COMMODITY PICK OF THE WEEK: NICKEL

MCX NICKEL January as seen in the weekly chart above has opened the week at 895.50 
level initially moved sharply higher as it crossed crucial resistance level of 907.50. Later 
prices rallied sharply and finally closed at 898.20 after making a high of 914.50, sharply 
up from the previous week closing level 906.80. 
For the next week, Nickel prices expected to find support in the range of 891 TO 887 
levels & finally towards the strong support near 882 TO 878 levels. Resistance is 
observed in the range of 928 TO 935 levels & then finally towards the strong resistance 
at 945 to 950 levels. Overall, the trend is looking bullish for Nickel Jan contract. This also 
got support as it crossed 50% Fibonacci Retracement & also from previous chart 
formation studies. 
WEEKLY RECOMMENDATION: BUY NICKEL JANUARY MCX NEAR 908 TO 910 FOR 
TARGET OF 935 TO 940 WITH SL OF 890 TO 885. 
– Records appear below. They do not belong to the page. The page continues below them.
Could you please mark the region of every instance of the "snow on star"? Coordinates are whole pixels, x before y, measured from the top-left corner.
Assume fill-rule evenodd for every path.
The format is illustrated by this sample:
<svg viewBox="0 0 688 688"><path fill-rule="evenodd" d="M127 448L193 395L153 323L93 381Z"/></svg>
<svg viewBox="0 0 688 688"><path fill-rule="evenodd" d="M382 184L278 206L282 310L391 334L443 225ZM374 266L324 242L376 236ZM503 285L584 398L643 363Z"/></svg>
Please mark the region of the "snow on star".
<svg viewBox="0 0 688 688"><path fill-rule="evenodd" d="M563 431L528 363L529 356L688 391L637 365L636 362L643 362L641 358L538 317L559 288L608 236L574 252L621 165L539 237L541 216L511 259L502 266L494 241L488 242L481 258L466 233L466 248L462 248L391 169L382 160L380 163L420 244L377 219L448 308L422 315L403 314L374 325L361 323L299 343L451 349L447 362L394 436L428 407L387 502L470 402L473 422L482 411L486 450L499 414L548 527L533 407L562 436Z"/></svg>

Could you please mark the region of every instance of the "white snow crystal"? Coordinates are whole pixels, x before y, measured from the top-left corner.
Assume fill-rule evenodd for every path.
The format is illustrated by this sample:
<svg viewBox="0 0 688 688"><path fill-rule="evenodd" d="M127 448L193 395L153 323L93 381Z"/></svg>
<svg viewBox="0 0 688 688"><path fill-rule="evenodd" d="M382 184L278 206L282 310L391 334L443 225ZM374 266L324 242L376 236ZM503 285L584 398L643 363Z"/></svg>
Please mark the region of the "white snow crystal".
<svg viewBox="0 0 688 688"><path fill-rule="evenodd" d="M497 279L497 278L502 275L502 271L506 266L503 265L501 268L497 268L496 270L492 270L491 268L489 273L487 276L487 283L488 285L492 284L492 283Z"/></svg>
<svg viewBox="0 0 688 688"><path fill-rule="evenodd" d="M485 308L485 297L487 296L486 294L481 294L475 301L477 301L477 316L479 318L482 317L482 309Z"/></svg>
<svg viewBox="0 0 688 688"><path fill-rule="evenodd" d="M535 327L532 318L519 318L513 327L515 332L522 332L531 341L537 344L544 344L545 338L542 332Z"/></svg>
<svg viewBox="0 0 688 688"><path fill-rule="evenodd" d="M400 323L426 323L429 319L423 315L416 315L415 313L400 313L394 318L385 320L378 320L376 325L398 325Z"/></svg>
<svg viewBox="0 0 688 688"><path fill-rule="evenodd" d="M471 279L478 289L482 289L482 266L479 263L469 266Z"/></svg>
COMMODITY PICK OF THE WEEK: NATURAL GAS
MCX NATURAL GAS January as seen in the weekly chart above has opened the week at 
265 level initially moved sharply higher as it crossed crucial resistance level of 281 & 
295. Later prices rallied sharply and finally closed at 319.90, sharply up from the 
previous week closing level 276.70. 
For the next week, Natural Gas prices expected to find support in the range of 305 to 
298 levels & finally towards the strong support near 285 to 281 levels. Resistance is 
observed in the range of 325 to 330 levels & then finally towards the strong resistance 
at 340 level. Overall, the trend is looking highly bullish for Jan as well as Feb contract. 
WEEKLY RECOMMENDATION: BUY NATURAL GAS JANUARY MCX ABOVE 313 FOR 
TARGET OF 325 & ABOVE IT 340 WITH SL OF 298.